Początek walki był spokojny. Lucindo była szybsza i kilka razy trafiła w krótkich seriach. Po mocnym lewym sierpowym zamknęło się oko Kowalkiewicz. Walka przeniosła się do klinczu, w którym Brazylijka złapała gilotynę. 22-latka bardzo dobrze pracowała kolanem. Zawodniczka młodsza od przeciwniczki aż o 16 lat miała bardzo dużą przewagę siłową w klatce. Polce udało się na moment zerwać klincz, ale zaraz potem została łatwo obalona. Lucindo uzyskała dosiad, z którego zadawała kolejne ciosy.
Kowalkiewicz starała się skracać dystans, ale przy okazji przyjmowała mocne ciosy. Lucindo celowała lewą ręką, gdyż ze swojej prawej strony Polka miała ograniczoną widoczność z powodu opuchlizny. Reprezentantka gospodarzy raz po raz trafiała niestety mocnymi ciosami. Lucindo angażowała też kopnięcia, pod koniec rundy popisała się również dobrym kolanem.

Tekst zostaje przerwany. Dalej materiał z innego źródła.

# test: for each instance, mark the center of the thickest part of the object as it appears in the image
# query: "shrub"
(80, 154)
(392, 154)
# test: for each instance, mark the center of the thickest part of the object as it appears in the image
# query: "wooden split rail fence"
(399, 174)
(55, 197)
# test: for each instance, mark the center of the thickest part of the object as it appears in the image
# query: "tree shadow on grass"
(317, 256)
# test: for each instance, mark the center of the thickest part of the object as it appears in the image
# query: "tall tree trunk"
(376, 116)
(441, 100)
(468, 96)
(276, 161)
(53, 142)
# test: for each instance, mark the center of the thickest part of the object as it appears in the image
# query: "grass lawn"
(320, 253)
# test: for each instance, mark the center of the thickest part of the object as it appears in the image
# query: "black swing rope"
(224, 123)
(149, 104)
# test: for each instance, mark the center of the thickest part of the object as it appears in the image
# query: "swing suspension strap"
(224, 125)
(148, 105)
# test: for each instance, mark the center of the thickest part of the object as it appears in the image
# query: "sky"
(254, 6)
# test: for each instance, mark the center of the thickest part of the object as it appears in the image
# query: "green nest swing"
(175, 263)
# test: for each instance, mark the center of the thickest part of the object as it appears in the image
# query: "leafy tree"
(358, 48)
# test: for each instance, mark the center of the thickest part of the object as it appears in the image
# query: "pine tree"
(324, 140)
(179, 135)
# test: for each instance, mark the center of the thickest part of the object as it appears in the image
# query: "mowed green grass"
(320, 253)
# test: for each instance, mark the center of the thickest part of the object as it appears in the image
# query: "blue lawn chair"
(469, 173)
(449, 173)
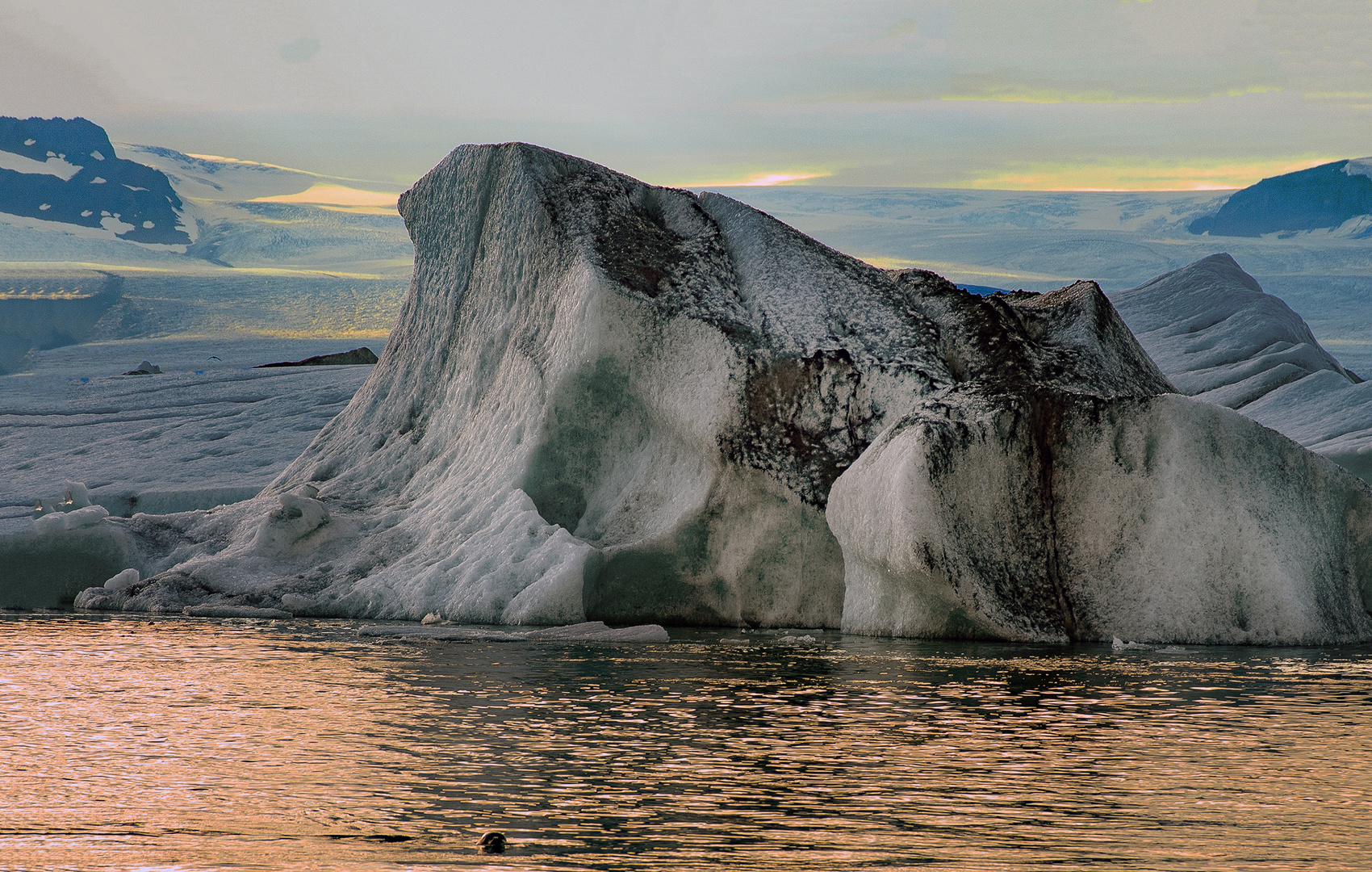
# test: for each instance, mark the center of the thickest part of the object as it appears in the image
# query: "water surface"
(133, 742)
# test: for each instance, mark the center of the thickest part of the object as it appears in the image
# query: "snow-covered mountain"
(66, 172)
(1213, 331)
(257, 249)
(1326, 197)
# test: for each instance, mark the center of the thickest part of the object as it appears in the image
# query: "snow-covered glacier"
(611, 401)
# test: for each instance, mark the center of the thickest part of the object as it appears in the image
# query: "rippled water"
(198, 744)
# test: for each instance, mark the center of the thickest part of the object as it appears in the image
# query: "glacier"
(611, 401)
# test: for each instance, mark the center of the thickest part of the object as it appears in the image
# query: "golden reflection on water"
(202, 744)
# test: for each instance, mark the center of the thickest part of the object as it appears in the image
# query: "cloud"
(333, 195)
(1142, 174)
(301, 50)
(754, 180)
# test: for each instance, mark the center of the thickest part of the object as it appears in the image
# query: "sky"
(981, 94)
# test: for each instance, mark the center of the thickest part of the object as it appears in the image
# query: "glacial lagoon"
(176, 743)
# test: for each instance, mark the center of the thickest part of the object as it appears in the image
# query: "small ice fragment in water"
(1119, 644)
(123, 581)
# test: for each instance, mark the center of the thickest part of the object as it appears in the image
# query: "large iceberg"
(1220, 338)
(611, 401)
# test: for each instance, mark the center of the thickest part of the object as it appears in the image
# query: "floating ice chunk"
(596, 631)
(290, 525)
(1119, 644)
(86, 517)
(76, 495)
(209, 610)
(590, 631)
(297, 603)
(50, 522)
(123, 581)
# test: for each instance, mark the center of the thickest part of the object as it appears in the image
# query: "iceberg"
(1220, 338)
(611, 401)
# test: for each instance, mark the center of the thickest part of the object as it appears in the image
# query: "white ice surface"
(165, 442)
(1220, 338)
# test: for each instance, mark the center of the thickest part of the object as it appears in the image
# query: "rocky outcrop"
(362, 356)
(66, 170)
(605, 400)
(1319, 198)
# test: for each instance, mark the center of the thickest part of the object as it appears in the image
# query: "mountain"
(1220, 338)
(66, 170)
(1319, 198)
(607, 400)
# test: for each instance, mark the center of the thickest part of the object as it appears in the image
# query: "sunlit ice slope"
(608, 400)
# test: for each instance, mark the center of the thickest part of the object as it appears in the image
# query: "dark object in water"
(357, 356)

W trzeciej rundzie walka szybko trafiła do klinczu, w którym przewagę uzyskała Brazylijka. Z niego udało się jej także zdobyć kolejne obalenie. Udało się wrócić do stójki. U Polki pojawiło się rozcięcie nad lewym okiem. W kolejnym klinczu Lucindo zapięła klamrę za plecami Kowalkiewicz. Raz jeszcze udało się jej też przewrócić byłą pretendentkę. W samej końcówce Polka przyjęła jeszcze kilka mocnych ciosów.
Wynik walki był oczywisty. Lucindo wygrała zdecydowanie na kartach sędziowskich – 3x 30-27.